After Sunday School I saw Miss Hooker
crying in the parking lot, at the wheel
of her little Chevy. I was on my way
home, a half-mile walk but I stopped to ask
if I could help her since the story for
today was the Good Samaritan, who
helped somebody he didn't have to help,
someone different, and Miss Hooker surely
is because she's female and old, I'd guess
25 to my 10, and religious
and I'm just a sinful little kid bound
for Hell unless I change my evil ways.
That's what I learn in Sunday School and church
and they should know. If I want chili dogs
I go to the Korn Dawg King, just outside
of town, and if I want God I come to church
to get His grub. I don't go to church for
chili dogs or to the Korn Dawg King for
Jesus, even if He's everywhere, in
my wiener and the blood of my ketchup,
its redness I mean, and the gold mustard
and the bun made out of bread which man does
not live alone by. I can't quite explain
the onions or the relish. I'm not saved
but Miss Hooker is, her soul that is, but
I stopped to ask her if I could help and
she was quick to dry her eyes, poor creature,
and told me that she couldn't get her motor
started so I told her to pop the hood,
the car's I mean, so I could take a look.
I found a loose battery connection,
I was lucky or God was blessing me,
so I slipped it over the terminal
again and tightened it as well as I
could and closed the hood but not all the way
just in case I hadn't cured the patient
--solved the problem I mean--and called, Try her
now, meaning the car, and Miss Hooker did
and, son of a bitch--I mean Glory be
- it came to life. Miss Hooker reached into
her pocketbook and fished out some coin
but I said, No ma'am, it was charity
and your money's no good here, praise the Lord.
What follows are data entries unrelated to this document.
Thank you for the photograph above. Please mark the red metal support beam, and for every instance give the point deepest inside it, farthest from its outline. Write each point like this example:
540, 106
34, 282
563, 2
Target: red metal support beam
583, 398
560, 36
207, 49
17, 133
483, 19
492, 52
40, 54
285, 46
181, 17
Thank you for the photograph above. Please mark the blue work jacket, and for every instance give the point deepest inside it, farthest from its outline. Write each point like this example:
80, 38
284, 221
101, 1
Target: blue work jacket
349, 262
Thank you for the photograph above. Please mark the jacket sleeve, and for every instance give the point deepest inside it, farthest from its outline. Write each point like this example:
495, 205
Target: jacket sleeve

So she got out of the car and kissed me
but not on the lips, that would be a sin,
but on the cheek, and I turned the other
and she kissed it, too, then got back in
and I shut the hood and stepped to one side
and she drove away, waving and happy.
So that's how I know that there is a God.
He lives inside me but ought to be free.
If you have any thoughts on this poem, Gale Acuff would be
pleased to hear them.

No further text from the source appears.